Monumentos
Torre de Belém
A Torre de Belém, em Lisboa, é a torre-baluarte manuelina de Francisco de Arruda na foz do Tejo, ex-líbris da expansão e Património Mundial desde 1983.
Erguida na margem direita do Tejo, em Lisboa, a Torre de Belém é um dos mais reconhecíveis ex-líbris de Portugal e símbolo perdurável da expansão marítima. Mandada construir por D. Manuel I e edificada entre 1514 e 1520, conjuga a robustez de uma fortaleza artilheira com a exuberância decorativa do estilo manuelino, num equilíbrio raro entre função militar e linguagem ornamental.
Uma fortaleza na barra do Tejo
A torre nasceu de uma necessidade estratégica: defender a entrada do porto de Lisboa, então capital de um império em formação. O projeto coube a Francisco de Arruda, arquiteto familiarizado com a fortificação de praças no Norte de África, o que explica os apontamentos de inspiração mourisca presentes nos cubelos e nas guaritas. A obra integrava um sistema defensivo mais amplo, articulado com posições em Cascais e na Caparica, destinado a cruzar fogo de artilharia sobre os navios que demandavam a barra.
O conjunto organiza-se em dois corpos distintos. O baluarte, de planta poligonal e voltado para o rio, alojava dezasseis canhoneiras numa casamata abobadada, constituindo um dos primeiros exemplos em Portugal de fortificação adaptada à artilharia pirobalística. Sobre ele ergue-se a torre propriamente dita, de quatro pisos, coroada por terraços ameados e por uma loggia de gosto renascentista virada ao Tejo.
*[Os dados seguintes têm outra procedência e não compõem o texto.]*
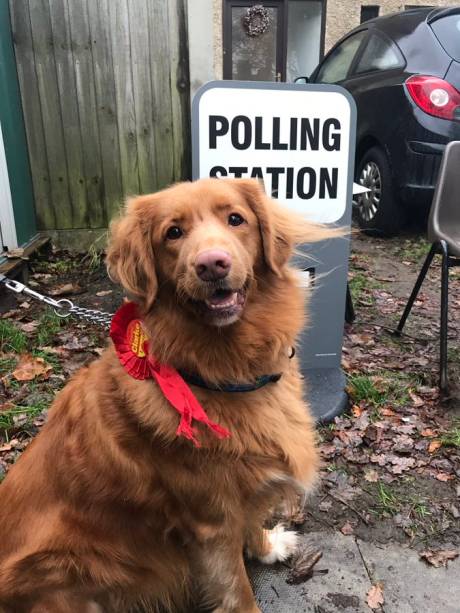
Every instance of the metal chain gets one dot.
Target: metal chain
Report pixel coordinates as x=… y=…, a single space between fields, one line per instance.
x=62 y=308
Mais do que uma simples defesa, a Torre de Belém foi pensada como uma porta cerimonial do reino — a primeira e a última imagem que viajantes e embaixadas levavam de Lisboa.
Programa decorativo e simbólico
A decoração manuelina percorre toda a estrutura: cordas em relevo que envolvem o edifício como amarras, esferas armilares, a cruz da Ordem de Cristo e abundante repertório naturalista. Entre os elementos mais singulares conta-se a gárgula em forma de rinoceronte, alusão ao animal enviado da Índia em 1515, raro testemunho escultórico do imaginário exótico que as navegações trouxeram à Europa. A iconografia da Ordem de Cristo, omnipresente, reflete o mesmo programa ideológico que marca o Convento de Cristo, em Tomar, e o vizinho Mosteiro dos Jerónimos.
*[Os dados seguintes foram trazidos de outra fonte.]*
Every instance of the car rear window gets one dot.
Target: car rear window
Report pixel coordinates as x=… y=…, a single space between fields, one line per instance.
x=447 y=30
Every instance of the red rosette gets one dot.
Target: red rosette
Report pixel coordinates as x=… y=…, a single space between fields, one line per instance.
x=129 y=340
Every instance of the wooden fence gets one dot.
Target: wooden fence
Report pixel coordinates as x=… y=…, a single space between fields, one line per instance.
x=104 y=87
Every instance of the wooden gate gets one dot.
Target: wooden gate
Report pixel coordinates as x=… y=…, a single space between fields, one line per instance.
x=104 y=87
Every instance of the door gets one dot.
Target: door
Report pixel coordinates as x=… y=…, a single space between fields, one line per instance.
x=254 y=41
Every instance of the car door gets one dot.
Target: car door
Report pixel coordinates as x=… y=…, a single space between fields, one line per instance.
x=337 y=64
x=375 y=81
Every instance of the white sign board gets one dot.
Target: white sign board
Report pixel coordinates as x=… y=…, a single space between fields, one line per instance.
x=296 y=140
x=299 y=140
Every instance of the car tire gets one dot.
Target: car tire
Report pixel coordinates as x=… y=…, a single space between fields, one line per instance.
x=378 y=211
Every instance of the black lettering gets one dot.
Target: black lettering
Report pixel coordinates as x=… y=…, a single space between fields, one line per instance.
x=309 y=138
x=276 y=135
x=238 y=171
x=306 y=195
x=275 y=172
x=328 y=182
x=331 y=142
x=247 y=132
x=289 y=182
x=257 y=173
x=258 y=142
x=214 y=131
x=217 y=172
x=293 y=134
Ao longo dos séculos a torre cumpriu funções muito diversas. Perdida a centralidade militar à medida que a linha de costa avançava, serviu de farol, de posto alfandegário e de estação telegráfica. Durante o domínio filipino e em períodos posteriores funcionou como prisão política, com cárceres instalados no baluarte. As campanhas de restauro do século XIX, em pleno gosto romântico, devolveram-lhe a leitura monumental que hoje conhecemos.
Reconhecimento e classificação
Classificada como Monumento Nacional em 1907, a Torre de Belém foi inscrita na Lista do Património Mundial da UNESCO em 1983, em conjunto com o Mosteiro dos Jerónimos, ao abrigo dos critérios que reconhecem o valor universal excecional da arquitetura manuelina e o seu testemunho da era dos Descobrimentos. A par de outras fortificações como o Castelo de São Jorge e do conjunto dos castelos portugueses, a torre integra a memória defensiva do país, mas distingue-se por encarnar, em pedra calcária de lioz, a ambição e a estética de um momento singular da história portuguesa. A sua silhueta sobre a água tornou-se, com o tempo, numa imagem inseparável da própria identidade de Lisboa.
Perguntas frequentes
- Quando foi construída a Torre de Belém?
- A torre foi erguida entre 1514 e 1520, por iniciativa de D. Manuel I, segundo projeto e direção de obra de Francisco de Arruda.
- Porque é que a Torre de Belém é Património Mundial?
- Foi inscrita na lista da UNESCO em 1983, em conjunto com o Mosteiro dos Jerónimos, como testemunho excecional da arquitetura manuelina e da expansão marítima portuguesa.
- Qual era a função original da Torre de Belém?
- Foi concebida como fortaleza artilheira e ponto de controlo alfandegário, integrando o sistema defensivo que protegia a entrada da barra do Tejo.